I went to Avon Avenue School. I recall
the principal, Dr. Edith Gann, a very diminutive (but very strict)
lady who lived at 738 High Street. She was also principal of Maple
Avenue School during my last year (8th grade) when I attended there
as well. I believe her father was a rabbi with a connection to the
Oheb Shalom synagogue on High Street.
In Avon Avenue School, I had a fellow classmate, one Paul Milmed,
whose family name was originally Melamed, and whose family were
all in the legal field. I recall him telling me he was related to
a Kussy family, who first helped establish Congregation Oheb Shalom
around 1850, they being from Germany. I believe the name Kussy is
an important one in the early Newark Jewish history.
I also attended Avon Avenue School with a Steven Gabbe (formerly
Gabrowitz), who is now a very famous infertility doctor, once associated
with the University of Pennsylvania. I believe he is now on the
West Coast, I have seen him several times on television talk shows.
His mother was a substitute teacher, and he had a sister Maxine.
The father, I believe, was some type of dancing teacher.
I have been told that Jerry Lewis (nee Levitch) used to live at
#1 Hillside Avenue, corner of Avon, prior to his vaudeville parents
moving to #10 Lehigh Avenue, a large and elegant apartment house,
also on the corner, looking over Weequahic Park. The family lived
on Hillside Avenue, also an apartment building, sometime in the
late 20s or 30s. I recall Jerry Lewis had a favorite aunt living
on Chancellor Avenue, Irvington, whose address he gave, in order
to attend Irvington High, after he was expelled from Weequahic High,
for some type of "funny" remark made to the principal,
during an assembly program. It was this same aunt who was viciously
murdered in the 1950s, out for a walk on Chancellor Avenue, and
mugged and robbed. I recall Jerry Lewis offered a fifty thousand
dollar reward leading to the capture of his aunt's murderer, but
I do not believe the murder was ever solved, or the murderer caught.
Another name comes to mind: this person came from a brilliant
family, who were all attorneys, and she, too, was one of the first
women attorneys to practice in Newark. She was considered to be
an eccentric. Her name was Miss Lillian Clawans, and she used to
have a storefront practice on Clinton Avenue. What made her so eccentric
was that she kept many types of animals, in the store, living quarters
being in the rear of the store. I recall even her having live chickens
as pets, as well as an assortment of cats and dogs. It was said
that she was very reclusive in her old age, but she owned a great
deal of real estate, near East Orange, N. J. and rented out many
of her properties. She was a spinster, never married, and she was
supposed to be a very sharp cookie.
I also attended Weequahic High, with a daughter (Susan Finkel)
of the Finkel Family, whose several brothers were judges in Newark.
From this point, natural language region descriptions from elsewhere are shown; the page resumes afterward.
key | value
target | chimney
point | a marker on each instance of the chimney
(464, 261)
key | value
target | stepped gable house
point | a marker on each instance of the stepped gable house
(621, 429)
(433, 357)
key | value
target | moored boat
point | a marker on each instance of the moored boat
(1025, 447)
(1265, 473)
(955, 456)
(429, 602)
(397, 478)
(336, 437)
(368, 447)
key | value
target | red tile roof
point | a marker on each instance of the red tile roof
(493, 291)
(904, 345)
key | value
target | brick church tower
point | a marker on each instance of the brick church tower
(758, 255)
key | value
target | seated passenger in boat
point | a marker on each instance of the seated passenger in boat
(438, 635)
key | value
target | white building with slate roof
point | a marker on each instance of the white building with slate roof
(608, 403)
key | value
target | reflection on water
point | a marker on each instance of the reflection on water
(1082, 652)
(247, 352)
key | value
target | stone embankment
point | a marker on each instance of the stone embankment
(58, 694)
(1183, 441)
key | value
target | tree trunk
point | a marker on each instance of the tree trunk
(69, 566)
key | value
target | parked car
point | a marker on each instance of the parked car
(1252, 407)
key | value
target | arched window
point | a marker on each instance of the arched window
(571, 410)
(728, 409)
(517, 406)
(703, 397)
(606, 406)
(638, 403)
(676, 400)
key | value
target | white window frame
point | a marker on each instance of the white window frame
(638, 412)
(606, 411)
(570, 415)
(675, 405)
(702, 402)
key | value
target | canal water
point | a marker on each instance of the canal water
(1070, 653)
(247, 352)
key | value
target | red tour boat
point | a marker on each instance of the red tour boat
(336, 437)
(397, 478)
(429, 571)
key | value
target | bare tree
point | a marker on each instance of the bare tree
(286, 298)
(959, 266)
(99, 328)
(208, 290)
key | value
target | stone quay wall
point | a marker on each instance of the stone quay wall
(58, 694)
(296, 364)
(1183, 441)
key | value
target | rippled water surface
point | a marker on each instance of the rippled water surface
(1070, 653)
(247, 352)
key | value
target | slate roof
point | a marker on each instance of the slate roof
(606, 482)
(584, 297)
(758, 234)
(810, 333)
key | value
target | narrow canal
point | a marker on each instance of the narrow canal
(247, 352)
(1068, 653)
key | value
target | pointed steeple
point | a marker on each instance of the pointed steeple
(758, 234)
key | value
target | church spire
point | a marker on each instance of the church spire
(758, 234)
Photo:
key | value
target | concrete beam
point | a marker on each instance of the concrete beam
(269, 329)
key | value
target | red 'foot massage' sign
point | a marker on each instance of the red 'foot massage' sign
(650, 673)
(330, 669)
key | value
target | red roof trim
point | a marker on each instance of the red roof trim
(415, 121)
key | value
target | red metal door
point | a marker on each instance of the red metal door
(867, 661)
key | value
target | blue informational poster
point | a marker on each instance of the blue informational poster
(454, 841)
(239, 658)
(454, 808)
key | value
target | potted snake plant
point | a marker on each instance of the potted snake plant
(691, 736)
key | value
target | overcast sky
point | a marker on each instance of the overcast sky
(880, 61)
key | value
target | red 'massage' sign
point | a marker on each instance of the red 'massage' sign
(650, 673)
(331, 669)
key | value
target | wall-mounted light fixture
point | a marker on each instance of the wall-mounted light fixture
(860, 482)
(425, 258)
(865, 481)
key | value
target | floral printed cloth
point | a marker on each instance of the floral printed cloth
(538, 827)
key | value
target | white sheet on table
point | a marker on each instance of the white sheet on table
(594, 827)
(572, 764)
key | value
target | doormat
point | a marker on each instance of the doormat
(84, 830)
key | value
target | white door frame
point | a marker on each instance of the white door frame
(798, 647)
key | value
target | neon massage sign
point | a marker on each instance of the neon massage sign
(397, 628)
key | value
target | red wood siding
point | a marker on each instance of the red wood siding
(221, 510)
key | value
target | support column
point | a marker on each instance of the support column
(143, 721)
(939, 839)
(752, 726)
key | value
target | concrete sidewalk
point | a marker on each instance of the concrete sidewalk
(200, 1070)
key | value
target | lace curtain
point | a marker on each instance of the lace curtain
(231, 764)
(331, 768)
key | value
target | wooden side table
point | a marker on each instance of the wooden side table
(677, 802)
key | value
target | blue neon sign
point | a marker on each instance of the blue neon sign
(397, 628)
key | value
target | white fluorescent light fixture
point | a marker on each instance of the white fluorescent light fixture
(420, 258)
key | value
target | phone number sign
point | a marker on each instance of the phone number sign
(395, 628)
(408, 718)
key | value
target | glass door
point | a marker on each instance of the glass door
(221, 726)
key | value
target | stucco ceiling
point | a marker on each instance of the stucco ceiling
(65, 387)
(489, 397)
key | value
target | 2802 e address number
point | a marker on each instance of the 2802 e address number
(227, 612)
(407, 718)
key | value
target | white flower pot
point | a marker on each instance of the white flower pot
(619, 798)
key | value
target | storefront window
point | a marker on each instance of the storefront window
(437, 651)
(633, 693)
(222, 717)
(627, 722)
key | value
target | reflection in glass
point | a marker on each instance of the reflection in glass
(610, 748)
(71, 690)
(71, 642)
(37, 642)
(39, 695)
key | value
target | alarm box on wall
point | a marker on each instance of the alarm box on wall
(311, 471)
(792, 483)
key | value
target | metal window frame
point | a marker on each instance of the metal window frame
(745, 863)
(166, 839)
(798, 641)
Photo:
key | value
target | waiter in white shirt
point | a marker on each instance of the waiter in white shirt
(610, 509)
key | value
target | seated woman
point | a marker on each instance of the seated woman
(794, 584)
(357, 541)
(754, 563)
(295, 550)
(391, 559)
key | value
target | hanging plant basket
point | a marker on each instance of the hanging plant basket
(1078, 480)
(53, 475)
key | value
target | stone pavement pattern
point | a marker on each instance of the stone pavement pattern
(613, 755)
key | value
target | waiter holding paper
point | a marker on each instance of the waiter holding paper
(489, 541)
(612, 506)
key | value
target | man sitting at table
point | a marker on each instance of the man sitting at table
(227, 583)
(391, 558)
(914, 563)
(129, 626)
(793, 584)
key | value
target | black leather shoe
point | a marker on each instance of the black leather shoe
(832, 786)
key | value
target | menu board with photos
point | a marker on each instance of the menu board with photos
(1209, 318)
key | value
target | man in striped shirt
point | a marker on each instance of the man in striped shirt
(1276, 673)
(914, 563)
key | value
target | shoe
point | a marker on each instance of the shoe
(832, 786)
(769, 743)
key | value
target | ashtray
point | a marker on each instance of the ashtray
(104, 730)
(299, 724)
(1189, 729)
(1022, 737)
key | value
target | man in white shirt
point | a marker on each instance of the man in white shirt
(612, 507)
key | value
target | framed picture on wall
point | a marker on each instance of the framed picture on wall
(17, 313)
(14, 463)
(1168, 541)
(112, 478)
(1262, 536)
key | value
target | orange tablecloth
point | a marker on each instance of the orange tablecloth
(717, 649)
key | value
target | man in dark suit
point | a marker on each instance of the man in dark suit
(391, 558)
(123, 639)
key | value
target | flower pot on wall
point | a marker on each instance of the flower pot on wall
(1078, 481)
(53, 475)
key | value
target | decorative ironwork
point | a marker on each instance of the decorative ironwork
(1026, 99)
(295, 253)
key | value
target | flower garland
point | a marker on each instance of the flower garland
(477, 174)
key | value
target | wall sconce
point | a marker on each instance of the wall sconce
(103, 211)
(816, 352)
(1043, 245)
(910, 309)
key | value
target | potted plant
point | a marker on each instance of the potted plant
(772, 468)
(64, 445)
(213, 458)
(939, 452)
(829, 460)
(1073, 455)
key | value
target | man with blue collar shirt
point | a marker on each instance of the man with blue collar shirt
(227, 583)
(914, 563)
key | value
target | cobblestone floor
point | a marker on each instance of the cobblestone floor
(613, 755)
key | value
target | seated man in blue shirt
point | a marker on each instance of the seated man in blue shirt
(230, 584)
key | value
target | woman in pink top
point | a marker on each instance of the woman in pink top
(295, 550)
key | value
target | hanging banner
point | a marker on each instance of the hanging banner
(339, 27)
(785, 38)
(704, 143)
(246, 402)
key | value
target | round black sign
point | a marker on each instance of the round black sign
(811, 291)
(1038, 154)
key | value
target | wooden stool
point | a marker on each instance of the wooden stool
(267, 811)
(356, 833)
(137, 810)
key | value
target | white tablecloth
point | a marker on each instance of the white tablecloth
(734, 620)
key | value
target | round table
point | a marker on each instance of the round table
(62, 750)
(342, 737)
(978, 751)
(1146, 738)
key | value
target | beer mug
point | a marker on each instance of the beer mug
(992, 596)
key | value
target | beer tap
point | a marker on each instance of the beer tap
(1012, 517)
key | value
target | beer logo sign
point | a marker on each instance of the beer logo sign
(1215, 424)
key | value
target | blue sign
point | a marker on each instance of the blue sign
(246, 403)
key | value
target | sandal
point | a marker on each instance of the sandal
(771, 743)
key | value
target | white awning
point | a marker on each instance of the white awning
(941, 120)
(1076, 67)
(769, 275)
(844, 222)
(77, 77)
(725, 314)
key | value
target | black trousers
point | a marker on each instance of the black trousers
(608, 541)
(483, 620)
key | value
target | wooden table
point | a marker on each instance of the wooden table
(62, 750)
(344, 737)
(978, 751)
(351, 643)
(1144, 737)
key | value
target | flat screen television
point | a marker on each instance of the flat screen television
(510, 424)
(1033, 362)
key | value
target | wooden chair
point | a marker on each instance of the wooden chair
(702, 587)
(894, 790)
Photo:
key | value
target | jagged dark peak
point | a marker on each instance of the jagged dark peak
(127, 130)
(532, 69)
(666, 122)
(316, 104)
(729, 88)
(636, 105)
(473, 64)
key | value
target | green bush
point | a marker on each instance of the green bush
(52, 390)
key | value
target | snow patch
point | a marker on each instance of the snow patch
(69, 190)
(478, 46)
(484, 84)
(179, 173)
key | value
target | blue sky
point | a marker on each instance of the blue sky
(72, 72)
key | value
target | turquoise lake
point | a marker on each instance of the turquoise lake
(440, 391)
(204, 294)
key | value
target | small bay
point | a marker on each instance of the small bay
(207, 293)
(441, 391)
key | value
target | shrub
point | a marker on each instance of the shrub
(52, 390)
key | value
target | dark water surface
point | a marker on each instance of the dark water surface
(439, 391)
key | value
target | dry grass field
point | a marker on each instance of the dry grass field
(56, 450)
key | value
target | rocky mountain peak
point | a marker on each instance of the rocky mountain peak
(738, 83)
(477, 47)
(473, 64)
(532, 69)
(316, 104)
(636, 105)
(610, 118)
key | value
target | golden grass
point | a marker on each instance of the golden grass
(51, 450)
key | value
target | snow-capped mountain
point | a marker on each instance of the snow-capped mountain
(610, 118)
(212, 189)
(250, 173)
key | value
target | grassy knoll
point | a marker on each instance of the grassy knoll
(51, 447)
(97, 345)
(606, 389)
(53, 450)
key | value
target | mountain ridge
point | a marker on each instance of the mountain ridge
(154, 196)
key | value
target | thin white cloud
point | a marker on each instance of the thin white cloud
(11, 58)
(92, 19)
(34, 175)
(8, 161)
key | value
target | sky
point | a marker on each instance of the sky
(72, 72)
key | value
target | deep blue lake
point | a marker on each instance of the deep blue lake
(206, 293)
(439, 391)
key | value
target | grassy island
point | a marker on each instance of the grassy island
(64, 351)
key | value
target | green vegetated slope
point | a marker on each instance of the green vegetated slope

Her father was also a judge, and her brother, a young attorney,
died tragically of a heart attack in his early thirties. The family
lived in a beautiful home on Hansbury Avenue, complete with uniformed
maids. Susan invited me for a luncheon at their home one time. We
were classmates at Weequahic High and she felt bad that I lived
as an orphan in the Hebrew Sheltering Home on Chancellor Avenue
opposite the "Y". We were excellent friends, and I recall
being dazzled at all the wealth this family had, and yet, were such
kind and unpretentious people. Her mother, Anne, was an elementary
teacher at Maple Avenue Elementary School. She was a beautiful blond
haired lady, very kind, a little bit on the "zaftig" side.
My half-brother married into the Dr. Aaron H. Haskin family. He
was the director of the then Newark Health Department, and the former
Martland Medical Center (City Hospital).